The Los Angeles Lakers have been cautious with the way they’ve handled LeBron James since he signed on with the team in July — perhaps a little too cautious.
Through 23 games this season, James is averaging the fewest minutes per game (34.6) of his 15-year-career. While that might seem normal for a player just a few weeks away from celebrating his 34th birthday, James said he would be playing full games if he had it his way.
“I want to play 48 minutes a game,” James told reporters after practice on Tuesday. “Seriously, but it’s not going to happen. It’s not smart. It’s not smart on anyone’s behalf, but that’s just the competitive side of me. If you ask any competitive guy ... ‘Did you like coming out?’ there’s not going to be one that says yes.
“But at the end of the day you’ve got to do what’s best for the team, and you’ve got to protect yourself as well.”
Lakers head coach Luke Walton admitted that James has expressed his frustration for getting taken out of games in the past, but he said that he just wants to keep his superstar forward fresh for when it’s winning time.
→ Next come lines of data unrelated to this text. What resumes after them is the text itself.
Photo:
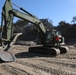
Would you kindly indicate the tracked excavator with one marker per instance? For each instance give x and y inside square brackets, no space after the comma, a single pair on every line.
[50,40]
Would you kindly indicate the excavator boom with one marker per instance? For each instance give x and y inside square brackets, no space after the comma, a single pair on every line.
[48,39]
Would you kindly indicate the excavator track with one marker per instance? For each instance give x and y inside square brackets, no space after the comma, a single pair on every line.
[49,50]
[45,50]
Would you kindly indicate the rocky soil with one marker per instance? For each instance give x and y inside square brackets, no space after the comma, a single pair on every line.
[37,64]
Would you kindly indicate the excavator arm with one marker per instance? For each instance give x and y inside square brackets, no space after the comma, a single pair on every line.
[49,45]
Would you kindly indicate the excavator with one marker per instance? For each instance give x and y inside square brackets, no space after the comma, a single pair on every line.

“We have good dialogue about how he’s feeling, but there’s definitely times that I take him out and he seems frustrated because he wants to stay on the floor but a lot of that is depending on the flow of the game is,” Walton said. “I like to not have him close the entire fourth quarter. If he starts the fourth quarter, I try to find a couple of minutes here and there to sit him out just to keep him a little more fresh for those final couple of minutes, but it’s more of a game-to-game type of thing.”
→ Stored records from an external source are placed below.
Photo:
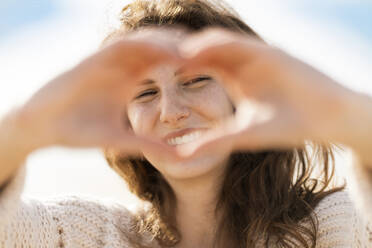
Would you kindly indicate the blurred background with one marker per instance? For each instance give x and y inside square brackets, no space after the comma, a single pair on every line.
[40,39]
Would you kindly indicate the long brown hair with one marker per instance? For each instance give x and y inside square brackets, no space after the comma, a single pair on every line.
[266,196]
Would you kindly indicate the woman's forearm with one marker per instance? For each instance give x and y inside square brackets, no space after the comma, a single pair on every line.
[14,147]
[359,135]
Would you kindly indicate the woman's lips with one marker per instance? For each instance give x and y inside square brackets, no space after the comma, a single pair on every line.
[183,136]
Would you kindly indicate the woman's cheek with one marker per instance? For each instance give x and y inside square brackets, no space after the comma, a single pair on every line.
[141,117]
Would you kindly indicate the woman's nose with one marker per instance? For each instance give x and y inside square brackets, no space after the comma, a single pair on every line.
[172,110]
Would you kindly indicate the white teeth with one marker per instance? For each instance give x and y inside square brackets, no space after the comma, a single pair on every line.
[184,139]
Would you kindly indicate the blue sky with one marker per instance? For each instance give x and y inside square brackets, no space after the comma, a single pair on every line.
[352,15]
[20,13]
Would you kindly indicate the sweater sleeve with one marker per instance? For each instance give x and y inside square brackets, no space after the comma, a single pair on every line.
[340,224]
[67,221]
[24,223]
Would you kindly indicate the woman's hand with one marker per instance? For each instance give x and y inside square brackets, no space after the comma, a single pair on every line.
[280,101]
[86,106]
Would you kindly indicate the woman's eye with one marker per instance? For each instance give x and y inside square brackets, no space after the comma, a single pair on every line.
[196,82]
[146,93]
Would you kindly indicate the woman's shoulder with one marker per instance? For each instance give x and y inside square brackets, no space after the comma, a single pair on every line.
[82,221]
[340,223]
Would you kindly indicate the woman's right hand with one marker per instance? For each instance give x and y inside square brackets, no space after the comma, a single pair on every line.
[85,107]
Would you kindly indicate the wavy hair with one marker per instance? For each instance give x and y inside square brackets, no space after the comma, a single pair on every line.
[267,196]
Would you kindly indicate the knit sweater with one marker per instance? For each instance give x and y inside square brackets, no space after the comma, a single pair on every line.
[80,222]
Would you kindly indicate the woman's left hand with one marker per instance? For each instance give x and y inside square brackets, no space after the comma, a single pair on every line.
[280,101]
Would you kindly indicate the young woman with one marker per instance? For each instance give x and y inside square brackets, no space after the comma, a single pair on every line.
[218,132]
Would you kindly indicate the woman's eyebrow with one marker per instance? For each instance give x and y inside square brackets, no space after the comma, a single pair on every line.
[147,81]
[179,71]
Luckily, James’ playing time hasn’t had any effect on his stats. Like, at all.
He’s averaging 27.8 points per game, the most he’s averaged since he won his first MVP, while shooting 52 percent from the field and draining 36.6 percent of his career-high 5.8 3-point attempts per game. James is also averaging 7.7 rebounds, 6.7 assists and 1.3 steals per game.
The only other players that are averaging 25 points on 50 percent shooting from the field and 30 percent shooting from behind the 3-point line are Kevin Durant, Steph Curry and Anthony Davis. Can you say “MVP candidate?”
Unless the Lakers find themselves in a hole midway through the season, expect Walton to continue to take the conservative approach with James. After all, the Lakers will need him for the games that matter in May.